For me, the best part of this episode was actually how characters that didn’t have much time to shine in the first season are now getting some more attention. Naomasa’s fight was pretty amazing, and we’ve finally got to see Neshinbara’s powers, which are simply amazing, as he can make all of his words come true. As it couldn’t be avoided, though, he has a worthy adversary in Shakespeare. Due to that, next episode will definitely be interesting, as we have a fanfic writer up against a renowned author. Entertaining stuff, it must be.

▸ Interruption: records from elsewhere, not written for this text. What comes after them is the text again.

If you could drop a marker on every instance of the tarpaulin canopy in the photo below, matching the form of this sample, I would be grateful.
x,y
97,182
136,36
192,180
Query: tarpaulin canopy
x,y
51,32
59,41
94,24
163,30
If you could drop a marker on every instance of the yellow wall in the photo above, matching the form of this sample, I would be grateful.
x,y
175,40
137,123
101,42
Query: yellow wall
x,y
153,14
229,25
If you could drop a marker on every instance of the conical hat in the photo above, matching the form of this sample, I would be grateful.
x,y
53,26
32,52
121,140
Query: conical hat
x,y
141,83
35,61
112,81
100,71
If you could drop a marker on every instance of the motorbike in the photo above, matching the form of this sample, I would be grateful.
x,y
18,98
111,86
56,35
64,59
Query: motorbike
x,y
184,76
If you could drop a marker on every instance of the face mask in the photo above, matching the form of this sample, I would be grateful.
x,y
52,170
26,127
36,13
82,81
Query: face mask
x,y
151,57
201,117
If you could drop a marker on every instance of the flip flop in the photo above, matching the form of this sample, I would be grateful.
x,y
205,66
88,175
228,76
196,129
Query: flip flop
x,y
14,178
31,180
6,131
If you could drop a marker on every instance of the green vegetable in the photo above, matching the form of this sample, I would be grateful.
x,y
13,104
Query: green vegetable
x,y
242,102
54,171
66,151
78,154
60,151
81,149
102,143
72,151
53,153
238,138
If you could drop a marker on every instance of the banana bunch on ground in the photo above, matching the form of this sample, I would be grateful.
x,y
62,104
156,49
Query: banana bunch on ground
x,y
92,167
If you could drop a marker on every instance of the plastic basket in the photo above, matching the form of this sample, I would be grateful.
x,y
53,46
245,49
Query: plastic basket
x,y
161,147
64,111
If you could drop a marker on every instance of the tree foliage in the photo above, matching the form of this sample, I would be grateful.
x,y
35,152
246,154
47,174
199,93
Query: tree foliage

But the character I loved the most to see shine was definitely Naruze. She’s not one of my favorite characters, nor did she manage to be of much help to the situation, but she deserved that screen time, and simply her courage, standing by herself against those four was very nice to see. I would just have loved to understand what happened as Asama took that bow shot at her. They spoke in code, but as I can’t understand kanji, the solving that appeared in Asama’s screen meant nothing at all to me. Either way, I felt bad for her for not managing to do anything. It’s such a shame she’s lost her flying broom (sorry, can’t remember all the armaments names in these series!) last season.

As expected, this season started with an episode full of both action and information dump, which can be hard to take on, but is always a pleasant experience. Either way, I don’t think this was a great start, but it was still a pretty good one, as long as all the info left hanging is further explained later on. Meanwhile, I’ll be looking forward to next episode.